2日目


 私達はパジャマ姿の患者と目が合ってしまう。


『グルルル……ガウオオオオオオオ!!』


 シャッターは特注だが、横長の鉄板は上下の間に隙間があるので中が見えてしまっていた。



「大丈夫だ!彩姫。あの窓は防弾ガラスだアイツらは入って来れない!」



「何言ってるの颯眞!!防弾ガラスだってだけで強度があるだけよ!衝撃受け続けたら破られかねないわ!アイツらが持っているのは銃じゃ無くて、鉄と石で出来た庭飾りよ!!」



 颯眞の防弾ガラス無敵説に意を唱えて、店の武器に弾を込める。



 今持って居るのはモスバーグM500……ショットガンだ。


 装弾数8発を詰め込み颯眞に渡すと、次に自分用に弾を装填する。



「入ってきたら遠慮なく撃たないとダメよ!叔父さんの仇もあるんだから!!それに……ああなりたく無いでしょう?颯眞が従兄弟でも、ああなったら私は遠慮なく頭を吹き飛ばすからね!」



 そう言って颯眞を見ると、彼は目前で泡を吹く保菌者より私の方を怖がっていた。




『そこの患者!手に持つ物を捨て、直ちに腹這いになりなさい!繰り返す!直ちに腹這いになりなさい!さも無ければ射殺する!!警告射撃後、射殺する!!繰り返す!!………』



 既に何人も襲ったのか、目の前の患者が持つ金属部位や石の部分にはベットリと血糊がついている。

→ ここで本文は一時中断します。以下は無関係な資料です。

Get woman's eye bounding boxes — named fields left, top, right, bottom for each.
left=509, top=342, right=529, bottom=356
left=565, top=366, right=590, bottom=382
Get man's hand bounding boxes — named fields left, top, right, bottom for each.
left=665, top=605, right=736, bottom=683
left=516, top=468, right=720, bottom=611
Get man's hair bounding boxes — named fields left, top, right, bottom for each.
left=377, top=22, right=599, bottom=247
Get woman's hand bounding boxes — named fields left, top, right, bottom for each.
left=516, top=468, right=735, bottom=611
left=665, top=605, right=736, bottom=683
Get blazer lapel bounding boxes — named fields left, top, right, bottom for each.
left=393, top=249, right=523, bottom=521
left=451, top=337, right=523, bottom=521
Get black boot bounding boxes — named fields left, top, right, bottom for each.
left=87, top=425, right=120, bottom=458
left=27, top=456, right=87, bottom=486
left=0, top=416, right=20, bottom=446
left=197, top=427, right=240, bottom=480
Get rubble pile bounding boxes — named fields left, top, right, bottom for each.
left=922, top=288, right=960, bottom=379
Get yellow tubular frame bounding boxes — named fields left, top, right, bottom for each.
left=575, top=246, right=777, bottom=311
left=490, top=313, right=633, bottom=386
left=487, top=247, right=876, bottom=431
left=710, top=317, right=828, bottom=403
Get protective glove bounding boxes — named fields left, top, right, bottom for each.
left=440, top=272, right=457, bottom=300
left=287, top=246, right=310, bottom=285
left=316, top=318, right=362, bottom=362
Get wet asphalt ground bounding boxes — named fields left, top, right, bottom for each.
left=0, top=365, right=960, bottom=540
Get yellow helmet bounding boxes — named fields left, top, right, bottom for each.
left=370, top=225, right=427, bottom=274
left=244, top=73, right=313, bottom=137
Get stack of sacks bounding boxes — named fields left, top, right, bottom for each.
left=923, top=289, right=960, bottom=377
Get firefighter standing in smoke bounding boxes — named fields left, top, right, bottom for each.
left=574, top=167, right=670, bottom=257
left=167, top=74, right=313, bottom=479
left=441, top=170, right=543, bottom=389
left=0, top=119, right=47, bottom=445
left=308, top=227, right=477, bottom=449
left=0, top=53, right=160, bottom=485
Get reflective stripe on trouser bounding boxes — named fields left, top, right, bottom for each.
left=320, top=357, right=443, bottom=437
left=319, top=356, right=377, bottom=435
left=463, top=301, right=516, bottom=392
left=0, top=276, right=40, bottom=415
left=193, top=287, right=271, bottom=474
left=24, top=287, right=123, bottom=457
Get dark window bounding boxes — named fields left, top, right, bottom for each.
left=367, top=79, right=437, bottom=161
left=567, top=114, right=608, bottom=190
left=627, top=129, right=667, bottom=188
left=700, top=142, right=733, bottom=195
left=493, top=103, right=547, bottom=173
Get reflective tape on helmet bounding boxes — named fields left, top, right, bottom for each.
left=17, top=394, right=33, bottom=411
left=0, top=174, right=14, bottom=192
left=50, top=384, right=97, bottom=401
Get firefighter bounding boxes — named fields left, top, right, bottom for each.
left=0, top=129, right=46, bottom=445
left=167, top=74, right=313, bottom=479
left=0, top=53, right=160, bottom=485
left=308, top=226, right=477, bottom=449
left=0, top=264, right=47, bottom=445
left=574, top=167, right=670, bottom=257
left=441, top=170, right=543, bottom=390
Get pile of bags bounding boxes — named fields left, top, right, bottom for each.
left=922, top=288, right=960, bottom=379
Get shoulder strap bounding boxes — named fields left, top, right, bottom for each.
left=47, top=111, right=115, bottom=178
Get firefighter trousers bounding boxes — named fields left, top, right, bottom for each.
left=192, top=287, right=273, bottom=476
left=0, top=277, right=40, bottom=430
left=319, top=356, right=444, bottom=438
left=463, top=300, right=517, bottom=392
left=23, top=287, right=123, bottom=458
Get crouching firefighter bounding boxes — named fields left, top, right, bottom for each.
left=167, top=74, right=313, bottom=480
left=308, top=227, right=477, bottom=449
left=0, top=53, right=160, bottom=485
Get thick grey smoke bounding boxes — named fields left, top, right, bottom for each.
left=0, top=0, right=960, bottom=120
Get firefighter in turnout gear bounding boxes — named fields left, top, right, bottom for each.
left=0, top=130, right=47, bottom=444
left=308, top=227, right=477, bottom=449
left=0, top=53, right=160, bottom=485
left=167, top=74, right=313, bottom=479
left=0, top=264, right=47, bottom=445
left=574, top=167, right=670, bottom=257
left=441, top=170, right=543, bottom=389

 患者が『ゴゲ……グルルル……ガウオオオ』と叫ぶと、警官に向けて走り出していく。


 すると横から警官の一斉射撃を受け、そこに居た3人の患者が蜂の巣になる。




「助かった?……警察だ……あの装備は箱山部隊の制圧隊だ……まさか……本当に射殺するとは……」



 颯眞がそう言うので、彼等が持っていた鉄製の庭飾りを指さす……


「アレを見なさいよ……あの血の量からして襲われた人は間違い無く死んでるわ……運がよくても重体よ?」


 円盤状の鉄製飾りからアスファルトに滴る血は決して少なくどなかった。



 私達は箱山部隊と呼ばれる特殊部隊に助けられて、避難所まで向かう事になった。



 私は銃砲店に鍵をして、炎熱セキュリティーを起動する。


 異世界の産物はセキュリティーに最適で、セキュリティーキー無しで泥棒が店の中に入ろうとすれば灰になるまで焼かれる事だろう。



 私は銃砲店のショットガンを持ち予備の弾100発を鞄に詰めてから、制圧隊が用意したトラックに乗り込む。



「お嬢ちゃん……俺は康二の同級生で幼馴染の横山って言う者だが……彩姫ちゃんだよな?康二の従姉妹の?彼は残念ながら、ウイルス感染した暴漢に襲われて亡くなった……最後に誰かと話していた様だが……非常に残念だ」



「グス……叔父さんと最後に話していたのは私です……最後に店に籠り安全になる迄そこに居ろって……自分は噛まれてもう意識がって言ってました……レイジ・ウイルスが進化したって言ってましたが……本当なんですか?」



「そうか……最後の電話は君だったか……そうだ、ウイルスは間違い無く最悪な方に進化をした。僕達は彼を助けに向かったが既に遅く……多くのレイジ保菌者に噛まれていた。彼の遺体は見ないほうがいい……生前を知っている君には酷だから」



 そう言った彼は、自分の自己紹介兼ねて色々教えてくれた。


 叔父さんは武器を調達すると、一番危険な任務をこなす制圧隊に一番に打診するそうだ。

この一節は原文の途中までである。